The controversy revolves around the film’s main CIA character, Maya, obtaining key information about the identity of bin Laden’s courier, Abu Ahmed al-Kuwaiti, by torturing a detainee until his delirium causes him to give up the name, eventually leading to the location and murder of bin Laden.
The conversation of Zero Dark Thirty has transformed into the questions of “does torture work” and, more parochially, “did torture help to find bin Laden or not?” Multiple politicians, including John McCain and Dianne Feinstein, have called the film “grossly inaccurate and misleading in its suggestion that torture resulted in information.”
McCain, a survivor of wartime torture, asserted that, unlike the movie suggests, the use of enhanced interrogation techniques played no part in getting information that led forces to bin Laden.
Not once has any of them said torture was not used, though – they couldn’t possibly even try. All they’ve said is the torture did not contribute in the hunt for bin Laden. That point is still up for contention – some, like McCain, continue to argue vehemently that torture served no purpose; others, such as CIA director Michael Morell, tiptoe around a definite answer as to whether or not enhanced interrogation was the most effective way to obtain important information.
Bigelow has stated many times in response that depiction isn’t the same as endorsement, but critics are claiming the mere portrayal of torture in the film is immoral. They’re not talking about if it was integral to the plot; they’re complaining that it’s in the film to begin with. It’s not the sadistic “torture porn” that multiple people have referred to it as nor is it pro-torture. Through characters professing their need for vacations to escape the sight of naked bodies, the discomfort of Maya in the initial torture scene and a majority of the film dedicated to both the need and efficiency of the CIA’s extensive detective work, it shows that torture, whether it works or not, is wrong and why it’s wrong.
Even with the “based on true events” disclaimer at the beginning of the film, it is unmistakably fiction, fit to serve no other purpose than to entertain and excite. Do you think if Bigelow and Mark Boal, the film’s screenwriter, decided to omit the scenes of torture, nobody would be complaining? Or would the angry voices be even louder, questioning where the whole story – namely the illegal operations and tactics employed by the CIA – was?
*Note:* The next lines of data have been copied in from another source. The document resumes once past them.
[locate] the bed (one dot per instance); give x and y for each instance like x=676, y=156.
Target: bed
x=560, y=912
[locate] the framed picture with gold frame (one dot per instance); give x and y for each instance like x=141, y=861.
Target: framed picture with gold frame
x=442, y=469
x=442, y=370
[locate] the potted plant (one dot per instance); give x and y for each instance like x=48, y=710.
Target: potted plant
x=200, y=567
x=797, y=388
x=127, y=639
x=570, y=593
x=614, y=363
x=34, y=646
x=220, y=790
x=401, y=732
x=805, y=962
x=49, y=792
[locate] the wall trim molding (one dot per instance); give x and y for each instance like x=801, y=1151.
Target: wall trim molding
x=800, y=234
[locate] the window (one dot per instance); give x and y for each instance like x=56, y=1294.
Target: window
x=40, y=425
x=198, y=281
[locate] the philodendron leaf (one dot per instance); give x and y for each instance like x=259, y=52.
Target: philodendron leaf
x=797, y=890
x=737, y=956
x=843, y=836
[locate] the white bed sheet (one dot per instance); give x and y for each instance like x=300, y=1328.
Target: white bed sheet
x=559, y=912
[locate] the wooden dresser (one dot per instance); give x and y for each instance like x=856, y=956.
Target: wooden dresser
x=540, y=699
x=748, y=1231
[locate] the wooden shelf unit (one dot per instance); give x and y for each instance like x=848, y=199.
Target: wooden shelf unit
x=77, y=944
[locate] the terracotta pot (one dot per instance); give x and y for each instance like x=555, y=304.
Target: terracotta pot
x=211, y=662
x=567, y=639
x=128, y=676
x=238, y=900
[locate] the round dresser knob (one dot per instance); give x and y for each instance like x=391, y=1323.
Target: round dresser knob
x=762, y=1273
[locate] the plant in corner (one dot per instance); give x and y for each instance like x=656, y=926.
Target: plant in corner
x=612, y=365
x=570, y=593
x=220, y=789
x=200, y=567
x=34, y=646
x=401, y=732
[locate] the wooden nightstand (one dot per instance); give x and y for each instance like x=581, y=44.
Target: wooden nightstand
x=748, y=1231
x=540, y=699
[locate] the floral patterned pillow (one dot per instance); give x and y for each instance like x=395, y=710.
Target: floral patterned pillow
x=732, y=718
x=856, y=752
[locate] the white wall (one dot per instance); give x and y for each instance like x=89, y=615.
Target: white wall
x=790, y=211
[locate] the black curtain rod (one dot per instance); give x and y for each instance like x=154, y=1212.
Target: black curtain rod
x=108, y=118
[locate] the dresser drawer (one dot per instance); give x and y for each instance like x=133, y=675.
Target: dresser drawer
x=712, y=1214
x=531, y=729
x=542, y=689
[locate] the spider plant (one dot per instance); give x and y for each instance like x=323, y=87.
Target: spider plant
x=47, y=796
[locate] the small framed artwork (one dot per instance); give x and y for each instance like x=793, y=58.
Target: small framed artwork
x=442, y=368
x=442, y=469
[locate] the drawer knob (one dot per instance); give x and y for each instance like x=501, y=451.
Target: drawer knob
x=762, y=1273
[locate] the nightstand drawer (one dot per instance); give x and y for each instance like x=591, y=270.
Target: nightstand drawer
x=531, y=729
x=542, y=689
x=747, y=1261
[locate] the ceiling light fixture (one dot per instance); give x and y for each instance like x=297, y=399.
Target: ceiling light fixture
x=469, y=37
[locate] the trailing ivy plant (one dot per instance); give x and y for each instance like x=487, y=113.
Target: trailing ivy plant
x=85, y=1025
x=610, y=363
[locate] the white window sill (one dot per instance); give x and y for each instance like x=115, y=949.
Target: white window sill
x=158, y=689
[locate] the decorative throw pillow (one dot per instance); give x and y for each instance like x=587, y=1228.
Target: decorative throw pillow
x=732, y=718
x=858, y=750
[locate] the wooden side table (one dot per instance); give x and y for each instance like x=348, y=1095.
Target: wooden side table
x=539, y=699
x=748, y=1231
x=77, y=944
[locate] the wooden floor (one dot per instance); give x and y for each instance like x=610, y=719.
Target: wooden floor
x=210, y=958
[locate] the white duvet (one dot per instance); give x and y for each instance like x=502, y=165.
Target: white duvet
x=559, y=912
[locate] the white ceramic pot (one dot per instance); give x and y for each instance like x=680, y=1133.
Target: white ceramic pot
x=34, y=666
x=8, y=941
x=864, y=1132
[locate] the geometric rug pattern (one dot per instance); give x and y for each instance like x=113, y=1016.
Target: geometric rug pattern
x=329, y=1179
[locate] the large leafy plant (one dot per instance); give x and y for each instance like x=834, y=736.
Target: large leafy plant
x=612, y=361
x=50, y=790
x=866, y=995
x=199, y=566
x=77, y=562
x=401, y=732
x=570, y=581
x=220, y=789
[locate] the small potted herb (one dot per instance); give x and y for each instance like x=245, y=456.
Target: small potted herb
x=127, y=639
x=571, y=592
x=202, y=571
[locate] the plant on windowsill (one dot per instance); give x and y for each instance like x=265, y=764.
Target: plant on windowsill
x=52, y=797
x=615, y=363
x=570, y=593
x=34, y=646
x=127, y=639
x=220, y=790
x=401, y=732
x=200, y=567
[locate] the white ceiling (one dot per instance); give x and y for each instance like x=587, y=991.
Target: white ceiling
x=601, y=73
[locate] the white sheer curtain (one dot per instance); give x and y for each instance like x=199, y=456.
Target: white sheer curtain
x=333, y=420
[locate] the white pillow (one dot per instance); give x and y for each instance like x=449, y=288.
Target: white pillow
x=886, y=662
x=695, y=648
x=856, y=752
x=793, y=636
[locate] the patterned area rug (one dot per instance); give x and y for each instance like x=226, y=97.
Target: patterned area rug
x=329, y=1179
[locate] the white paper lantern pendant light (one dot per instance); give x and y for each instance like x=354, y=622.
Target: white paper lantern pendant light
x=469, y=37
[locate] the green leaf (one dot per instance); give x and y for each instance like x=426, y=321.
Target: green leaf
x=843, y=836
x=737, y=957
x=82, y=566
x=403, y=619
Would the artistic intent be misinterpreted even further, and what would that mean? Would the harsh truths of reality be censored, and would the accuracy of the portrayal even matter?
The current critique is the relevance in the plot, not its portrayal, and as a result, accountability for the actions of our government doesn’t make it on the radar. Whether people like it or not, the film opens up a very important conversation about enhanced interrogation that we’ve proved is almost too difficult to carry out civilly.
It happened then, still happens and will continue to happen if we don’t question what is around us, pointed out through the inconsistencies of multiple presidential administrations. It’s revolting, it crosses moral lines and that’s our reality. Incorporating the scenes of torture means it’s something that cannot be ignored, and that’s what should be focused on.
The truth lies behind the walls of our government institutions, and trusting our politicians and officials to deliver it to us isn’t exactly a game of high odds. We must rely only on what we know and what we can deduce.